We’re pretty close to the September LSAT, and I bet you’re pretty sick of thinking about it. Me too.
So rather than tackling a specific element of the test, or how you should be studying, or even talking law school applications, I want to turn your attention to one of society’s safe havens for logic flaws and faulty arguments: Hollywood.
Let’s take a look at the logical fallacies in three of the most famous lines in movie history.
1. “You want the truth? You can’t handle the truth!” – A Few Good Men
This oft-quoted Sorkinism is one of the most well-known movie quotes ever, in part because it’s delivered by one of Hollywood’s greatest stars. However, the logical reasoning behind it is faulty at best.
If you’re unfamiliar with the scene in question, a navy colonel played by Jack Nicholson takes the witness stand for an impassioned confrontation with Tom Cruise, who portrays a hot-shot young JAG officer. If you’ve been studying for the LSAT, you should recognize the flaw right away: ad hominem (or “against the man” for those of you who didn’t waste spend six years studying Latin). Whether Tom Cruise can or cannot handle the truth isn’t germane to the point he’s trying to make. But instead of rebutting Cruise’s arguments, Hollywood Jack attacks their source and falls prey to a fundamental logical fallacy.

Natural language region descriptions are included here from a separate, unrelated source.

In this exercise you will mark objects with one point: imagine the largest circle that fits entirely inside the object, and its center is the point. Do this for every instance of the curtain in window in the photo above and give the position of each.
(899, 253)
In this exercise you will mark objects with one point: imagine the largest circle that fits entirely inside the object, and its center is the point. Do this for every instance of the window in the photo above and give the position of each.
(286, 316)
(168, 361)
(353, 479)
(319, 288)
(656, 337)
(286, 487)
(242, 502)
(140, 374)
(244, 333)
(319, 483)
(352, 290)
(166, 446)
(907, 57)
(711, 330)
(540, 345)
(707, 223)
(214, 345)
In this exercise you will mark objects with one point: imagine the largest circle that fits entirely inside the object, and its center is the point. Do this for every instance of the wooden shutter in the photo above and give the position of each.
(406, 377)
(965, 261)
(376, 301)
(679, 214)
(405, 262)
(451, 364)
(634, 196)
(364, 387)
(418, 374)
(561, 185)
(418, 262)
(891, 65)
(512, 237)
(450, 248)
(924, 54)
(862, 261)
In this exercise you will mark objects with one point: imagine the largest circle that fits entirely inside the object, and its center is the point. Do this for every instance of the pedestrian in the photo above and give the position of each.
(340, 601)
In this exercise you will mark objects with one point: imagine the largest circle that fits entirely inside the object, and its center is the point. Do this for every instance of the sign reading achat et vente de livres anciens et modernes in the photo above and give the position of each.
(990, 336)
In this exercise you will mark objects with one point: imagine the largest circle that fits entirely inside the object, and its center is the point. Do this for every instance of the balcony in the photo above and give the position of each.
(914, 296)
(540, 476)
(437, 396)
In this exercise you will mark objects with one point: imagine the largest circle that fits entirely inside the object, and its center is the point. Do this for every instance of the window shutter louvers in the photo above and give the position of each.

Tsk tsk, Jack. I expect better from you.
2. “It wasn’t the airplanes. It was Beauty killed the Beast.” – King Kong
One of AFI’s 100 Greatest Movie Quotes also makes my own list of 100 Extraordinarily Cheesy Movie Quotes. Furthermore, it commits the pesky fallacy of confusing correlation with causation. Even if a giant monkey was in love with a human woman (a tenuous claim at best) and then he died, it doesn’t mean he died because he was in love. In fact, in this case it’s fairly obvious that bullets from the airplanes, or perhaps the resulting fall from the Empire State Building, killed the beast. Go look at a coroner’s report, Mr. Denham.
Also, I just want it to be clear that this line is from the 1933 King Kong and not from the travesty that is the Jack Black (really, Peter Jackson?) version.

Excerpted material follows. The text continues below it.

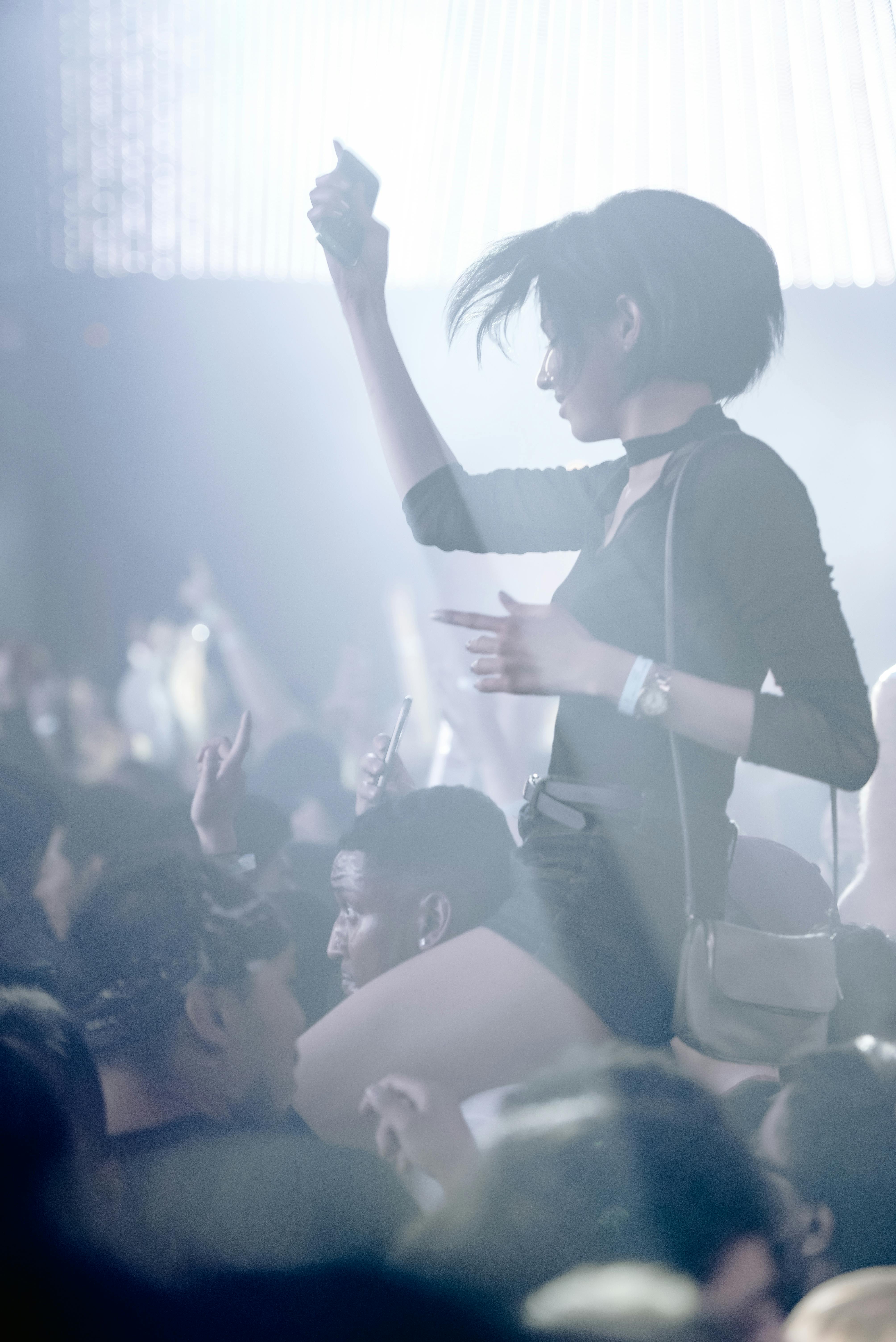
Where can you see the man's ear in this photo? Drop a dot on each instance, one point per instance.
(820, 1231)
(434, 917)
(207, 1014)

3. “You can’t hold a whole fraternity responsible for the behavior of a few, sick twisted individuals. For if you do, then shouldn’t we blame the whole fraternity system? And if the whole fraternity system is guilty, then isn’t this an indictment of our educational institutions in general? I put it to you, Greg – isn’t this an indictment of our entire American society?” – Animal House
Rounding out our list of fallacious movie quotes is this gem delivered by the immortal Otter (no stranger to Sorkinisms himself). Interestingly, this line actually correctly identifies a flawed argument: the flaw of composition. In this case, Otter argues it’s not logical to infer something about the whole (the fraternity) on the basis of the parts (the “sick, twisted individuals”). He then shows how that reasoning could be used to argue that all of American society should be held responsible for the actions of a few members.
Unfortunately, Otter then turns around and accuses Dean Wormer of insulting America, by way of insulting Otter’s fraternity – and falls into the exact same logical trap he just outlined – before exiting while humming “The Star-Spangled Banner.” Well, he may not be a master logician, but I think we can all agree he is an American hero.
If you haven’t seen any of these movies, I would definitely recommend watching one (or all) of them the day before the LSAT—you shouldn’t be studying that day anyway, and all three are great films. And if you’re still looking for ways to hone your logical reasoning, keep an eye out for fallacies in your favorite TV shows and movies; I assure you, most screenwriters are not the meticulously trained logical bloodhounds that you’ve become while studying for the LSAT.
Just remember, Jack Black’s King Kong is terrible and not the one I’m recommending.